Current state of processors for games

Yeah, from my experience with this current PC (2009 build) is that the most important thing I get for a PC is the motherboard. I’m going to need that thing to survive a long time hopefully, so no crappy capacitors that are going to pop please.

Yakattack wins. Holy moly, pre-Ryzen (even Zen 1) AMD is easily the most overdue for an upgrade. Unless you were still somehow rocking a Core2 chip (and I kinda hate to admit it, but I actually do still use a MacBook Pro with a Core2Duo for distance learning during Corona).

Yes, just massive performance gains in the 7 years since Haswell released.

So I’m currently running a i7-6700k overclocked alongside a 2080 Ti and 32 GB of RAM. It appears that my motherboard will only support up to a 7700k because of a revision to the 1151 slot. This means I’m looking at a new motherboard and CPU. My questions:

  1. How annoying is Windows 10 about a motherboard swap these days? Probably some sort of repair-boot to fix drivers that are different and re-activation?
  2. Has RAM changed standards again since 4 years ago? Or will I be able to keep my RAM?
  3. Anything else I have to be concerned about a mobo swap? Haven’t done this in awhile. Running an NVMe drive, standard hard drives, and everything else is pretty much run of the mill (onboard sound, etc)

I generally am Intel only for the most part, so looking for recommendations. Current motherboard is a Gigabyte.

My backup computer is a Core2Duo.

I could replace my PC with an i5 or i7 machine sans graphics card for a few hundred dollars depending on the CPU generation. I can’t say it’s urgently needed (I have enough RAM to run a VM and play a game at the same time if I wanted to) though it would be nice.

Mine is paired with a 2500k. Still going strong, though planning a new build for the Fall (originally spring )

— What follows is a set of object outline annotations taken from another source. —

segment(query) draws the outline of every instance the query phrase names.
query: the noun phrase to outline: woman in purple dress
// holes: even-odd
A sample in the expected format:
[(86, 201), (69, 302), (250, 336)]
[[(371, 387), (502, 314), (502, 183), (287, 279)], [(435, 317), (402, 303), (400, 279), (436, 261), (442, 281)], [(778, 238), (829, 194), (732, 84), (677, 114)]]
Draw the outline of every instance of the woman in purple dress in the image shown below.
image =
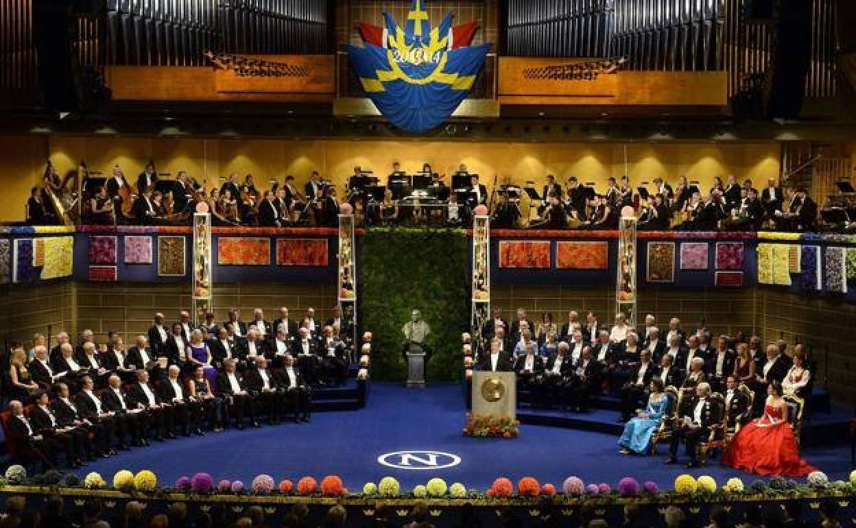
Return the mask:
[(190, 343), (187, 345), (187, 359), (195, 368), (202, 367), (205, 377), (211, 386), (217, 383), (217, 369), (211, 365), (211, 352), (208, 343), (205, 341), (204, 334), (199, 329), (190, 333)]

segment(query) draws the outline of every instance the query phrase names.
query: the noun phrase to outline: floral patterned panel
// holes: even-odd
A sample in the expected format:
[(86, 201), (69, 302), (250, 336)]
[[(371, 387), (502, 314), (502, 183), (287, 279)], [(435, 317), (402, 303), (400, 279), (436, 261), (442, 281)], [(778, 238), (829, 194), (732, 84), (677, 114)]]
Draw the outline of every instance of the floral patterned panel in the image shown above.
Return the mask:
[(681, 243), (681, 269), (707, 270), (707, 242)]
[(560, 270), (606, 270), (609, 258), (609, 242), (556, 242), (556, 267)]
[(117, 278), (116, 266), (89, 266), (89, 280), (95, 282), (115, 282)]
[(89, 264), (116, 264), (115, 236), (92, 235), (89, 237)]
[(152, 237), (125, 235), (125, 264), (152, 264)]
[(843, 247), (827, 247), (823, 256), (826, 291), (847, 293), (847, 262)]
[(42, 267), (43, 279), (56, 279), (70, 276), (74, 272), (74, 237), (50, 236), (45, 240), (45, 265)]
[(790, 246), (773, 244), (773, 284), (791, 285)]
[(184, 276), (186, 244), (183, 236), (158, 237), (158, 275), (160, 276)]
[(742, 271), (717, 271), (716, 275), (716, 286), (740, 288), (743, 286)]
[(500, 268), (549, 268), (550, 240), (501, 240)]
[(217, 262), (224, 265), (266, 266), (270, 264), (270, 239), (221, 236), (217, 243)]
[(675, 282), (675, 242), (648, 242), (649, 282)]
[(743, 270), (743, 242), (716, 242), (716, 269)]
[(326, 239), (278, 239), (276, 264), (280, 266), (326, 266)]
[(758, 245), (758, 283), (773, 283), (773, 246), (770, 244)]
[(803, 246), (800, 256), (800, 285), (803, 289), (819, 290), (821, 288), (820, 248), (817, 246)]
[(39, 276), (39, 270), (33, 266), (33, 239), (15, 240), (13, 282), (32, 282)]
[(12, 243), (9, 239), (0, 239), (0, 284), (12, 280)]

I tried playing with a SFF PC built off my old C2D E6600 about six years ago, and it was horribly pokey then. The experiment did not last long.

Did exactly that for a client this monday, went from i5-6th gen and B150 motherboard to i7-9700 and H370. Kept the same RAM, GPU and drives (Sata SSD and HDD).

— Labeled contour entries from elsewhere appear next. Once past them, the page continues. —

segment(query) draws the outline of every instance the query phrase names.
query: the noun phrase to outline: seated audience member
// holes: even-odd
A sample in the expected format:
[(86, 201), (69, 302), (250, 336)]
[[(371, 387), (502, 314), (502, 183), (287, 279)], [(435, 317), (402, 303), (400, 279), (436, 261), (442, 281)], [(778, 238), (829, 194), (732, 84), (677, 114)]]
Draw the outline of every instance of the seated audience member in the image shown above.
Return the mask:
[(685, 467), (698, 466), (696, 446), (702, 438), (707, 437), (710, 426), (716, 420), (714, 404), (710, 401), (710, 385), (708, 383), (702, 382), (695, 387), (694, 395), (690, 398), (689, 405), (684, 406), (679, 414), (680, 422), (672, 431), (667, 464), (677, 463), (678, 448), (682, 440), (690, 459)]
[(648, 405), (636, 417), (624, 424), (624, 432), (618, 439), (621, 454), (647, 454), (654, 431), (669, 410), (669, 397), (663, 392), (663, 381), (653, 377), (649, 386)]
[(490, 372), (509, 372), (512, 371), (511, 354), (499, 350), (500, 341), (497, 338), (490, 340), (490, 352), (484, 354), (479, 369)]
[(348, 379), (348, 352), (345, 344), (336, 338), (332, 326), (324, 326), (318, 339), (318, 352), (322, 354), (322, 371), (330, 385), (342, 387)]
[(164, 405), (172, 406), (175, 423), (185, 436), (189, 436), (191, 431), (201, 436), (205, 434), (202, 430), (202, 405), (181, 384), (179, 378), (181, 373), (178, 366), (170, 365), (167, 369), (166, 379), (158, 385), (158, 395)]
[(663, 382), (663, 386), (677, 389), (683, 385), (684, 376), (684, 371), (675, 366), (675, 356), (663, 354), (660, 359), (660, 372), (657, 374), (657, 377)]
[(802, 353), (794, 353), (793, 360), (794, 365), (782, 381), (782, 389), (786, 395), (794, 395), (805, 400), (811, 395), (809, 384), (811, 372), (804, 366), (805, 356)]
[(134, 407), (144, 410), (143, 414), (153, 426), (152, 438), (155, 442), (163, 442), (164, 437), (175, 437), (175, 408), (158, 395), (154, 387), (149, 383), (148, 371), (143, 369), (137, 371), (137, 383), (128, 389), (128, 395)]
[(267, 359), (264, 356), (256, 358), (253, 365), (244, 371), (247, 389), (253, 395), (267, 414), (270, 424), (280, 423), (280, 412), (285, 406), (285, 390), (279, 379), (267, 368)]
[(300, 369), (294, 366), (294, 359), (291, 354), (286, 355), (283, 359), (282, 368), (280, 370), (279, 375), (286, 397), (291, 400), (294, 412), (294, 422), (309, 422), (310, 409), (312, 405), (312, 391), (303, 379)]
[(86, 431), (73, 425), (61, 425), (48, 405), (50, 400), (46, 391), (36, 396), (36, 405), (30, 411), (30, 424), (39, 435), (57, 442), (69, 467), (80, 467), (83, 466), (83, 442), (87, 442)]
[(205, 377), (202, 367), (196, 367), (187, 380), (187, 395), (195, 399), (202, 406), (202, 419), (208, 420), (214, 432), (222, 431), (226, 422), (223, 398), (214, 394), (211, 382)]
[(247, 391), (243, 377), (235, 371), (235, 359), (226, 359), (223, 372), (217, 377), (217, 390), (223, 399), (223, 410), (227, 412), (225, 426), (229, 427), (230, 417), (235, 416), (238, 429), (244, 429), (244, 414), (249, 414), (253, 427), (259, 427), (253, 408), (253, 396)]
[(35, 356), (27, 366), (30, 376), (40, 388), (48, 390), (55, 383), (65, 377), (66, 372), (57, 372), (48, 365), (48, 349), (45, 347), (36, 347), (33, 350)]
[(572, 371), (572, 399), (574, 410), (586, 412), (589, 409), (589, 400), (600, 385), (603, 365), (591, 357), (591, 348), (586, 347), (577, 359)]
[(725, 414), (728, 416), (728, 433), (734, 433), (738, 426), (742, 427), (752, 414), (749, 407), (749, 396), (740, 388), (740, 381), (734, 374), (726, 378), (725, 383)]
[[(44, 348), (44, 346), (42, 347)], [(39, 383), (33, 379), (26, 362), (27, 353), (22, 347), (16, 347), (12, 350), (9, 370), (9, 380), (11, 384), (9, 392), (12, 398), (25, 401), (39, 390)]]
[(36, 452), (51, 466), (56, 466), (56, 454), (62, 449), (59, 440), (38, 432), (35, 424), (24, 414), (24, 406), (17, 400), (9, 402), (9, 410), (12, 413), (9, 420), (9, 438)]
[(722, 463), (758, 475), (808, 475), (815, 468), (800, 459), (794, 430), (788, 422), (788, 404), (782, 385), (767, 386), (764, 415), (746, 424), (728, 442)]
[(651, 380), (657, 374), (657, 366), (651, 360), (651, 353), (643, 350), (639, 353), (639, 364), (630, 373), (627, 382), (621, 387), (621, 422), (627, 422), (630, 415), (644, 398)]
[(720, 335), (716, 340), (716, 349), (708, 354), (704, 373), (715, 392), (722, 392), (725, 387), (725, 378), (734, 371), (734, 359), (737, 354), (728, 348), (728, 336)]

Windows loaded up just fine and only had to make sure to install the new chipset drivers from the Gigabyte website. Possibly Windows could have done that itself through the Windows Update, but I didn’t bother waiting.

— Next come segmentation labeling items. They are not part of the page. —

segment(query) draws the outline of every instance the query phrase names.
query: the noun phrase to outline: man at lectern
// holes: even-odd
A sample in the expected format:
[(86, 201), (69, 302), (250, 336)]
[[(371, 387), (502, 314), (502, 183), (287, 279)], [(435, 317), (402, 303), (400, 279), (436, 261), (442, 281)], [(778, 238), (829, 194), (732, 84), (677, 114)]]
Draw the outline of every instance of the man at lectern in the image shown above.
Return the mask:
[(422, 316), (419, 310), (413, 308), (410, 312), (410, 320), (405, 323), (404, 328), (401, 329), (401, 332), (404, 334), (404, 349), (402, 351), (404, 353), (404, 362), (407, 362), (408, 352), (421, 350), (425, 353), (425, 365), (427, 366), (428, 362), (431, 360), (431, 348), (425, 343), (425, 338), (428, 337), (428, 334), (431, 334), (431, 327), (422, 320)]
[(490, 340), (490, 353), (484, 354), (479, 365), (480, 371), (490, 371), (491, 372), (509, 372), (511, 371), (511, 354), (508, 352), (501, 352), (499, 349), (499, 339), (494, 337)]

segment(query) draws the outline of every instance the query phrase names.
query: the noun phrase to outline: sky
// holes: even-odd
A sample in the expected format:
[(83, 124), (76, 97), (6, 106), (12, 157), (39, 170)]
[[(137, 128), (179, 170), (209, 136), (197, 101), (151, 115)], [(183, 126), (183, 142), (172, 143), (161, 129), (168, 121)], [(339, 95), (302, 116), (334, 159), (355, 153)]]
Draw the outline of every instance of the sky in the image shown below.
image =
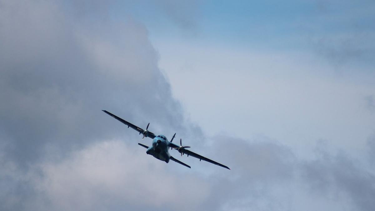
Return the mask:
[(374, 10), (0, 0), (0, 209), (372, 210)]

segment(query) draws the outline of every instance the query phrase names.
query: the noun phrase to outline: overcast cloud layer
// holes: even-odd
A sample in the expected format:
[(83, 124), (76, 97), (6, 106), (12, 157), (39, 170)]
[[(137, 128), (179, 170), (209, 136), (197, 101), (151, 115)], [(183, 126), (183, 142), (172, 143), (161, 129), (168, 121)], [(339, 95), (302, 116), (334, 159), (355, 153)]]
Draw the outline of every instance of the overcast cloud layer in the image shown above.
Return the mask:
[[(359, 158), (345, 147), (316, 140), (312, 148), (305, 149), (311, 156), (302, 158), (292, 142), (287, 144), (267, 133), (246, 134), (251, 127), (246, 125), (231, 126), (236, 133), (246, 131), (242, 138), (223, 135), (225, 131), (207, 137), (185, 116), (182, 108), (186, 107), (172, 96), (144, 23), (130, 12), (124, 19), (113, 18), (113, 8), (106, 4), (75, 2), (0, 1), (0, 209), (375, 207), (373, 134), (363, 135), (367, 137), (361, 141), (366, 150)], [(196, 4), (165, 1), (151, 5), (184, 30), (194, 27), (188, 14), (195, 12)], [(184, 12), (176, 12), (181, 9)], [(345, 59), (334, 59), (334, 65)], [(268, 80), (278, 81), (274, 79)], [(357, 84), (338, 87), (350, 89)], [(195, 90), (186, 87), (187, 95)], [(369, 87), (374, 88), (358, 89), (366, 90), (361, 98), (364, 109), (374, 112), (375, 93)], [(218, 104), (213, 110), (225, 106)], [(232, 170), (186, 157), (181, 159), (191, 169), (153, 158), (136, 145), (148, 145), (149, 139), (140, 140), (134, 131), (102, 109), (141, 127), (151, 122), (150, 130), (170, 138), (177, 132), (194, 151)]]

No clue regarding activation, probably you’d have to call MS.

I’m not too worried about the Windows activation - that’s generally easy to fix. Thanks for the rest of the info! Need to do some pricing.

On the other hand, I upgraded across a similar number of generations a couple of years ago, windows choked on audio drivers, and some ill advised troubleshooting steps in the registry eventually lead me to having to reinstall from scratch.

Whereupon I realized how utter my transition to cloud services has become, because there is a ton of stuff in my old Program Files folder I’m never gonna bother reinstalling…

Pulled the trigger on a Z490 motherboard and an I7-10700k to replace my 6700k. Will report back how the upgrade goes when it arrives. Also if anyone hasn’t shopped for Z490 boards, be aware they are on average $100 more than prior gen 1151 boards.

Upgrade was pretty easy - only thing that I had to futz with a little is re-activating Windows. Haven’t delved into overclocking yet, and apparently that’s a more complicated topic these days (lots of articles about Z490 motherboards running CPUs too hot by default because of settings, etc)

Does anyone overclock in this day and age? I thought all the dynamic management stuff did enough of that without user intervention.

You can’t really overclock Ryzen 3000 series CPUs. They are unlocked but there’s not much to be gained because they aggressively clock up to whatever your power and thermal limits can sustain on their own. Intel CPUs can still be gainfully overclocked, but nobody should be buying an Intel CPU right now.

And now they use a special aloy too:

I don’t necessarily disagree. But six days ago, Tom’s Hardware designated the new Intel Core i5-10600K as the #1 gaming CPU:

Tom’s has suckled balls for over a decade. But yeah, clockspeed means intel is still faster for lightly-threaded tasks. I still wouldn’t buy one.

Yeah, getting 400 FPS instead of 370 FPS in a 12 year old game is not a reason to tie yourself to the Intel platform.

I’m running my 8700k at around 4.8ghz using the Gigabyte auto-OC option.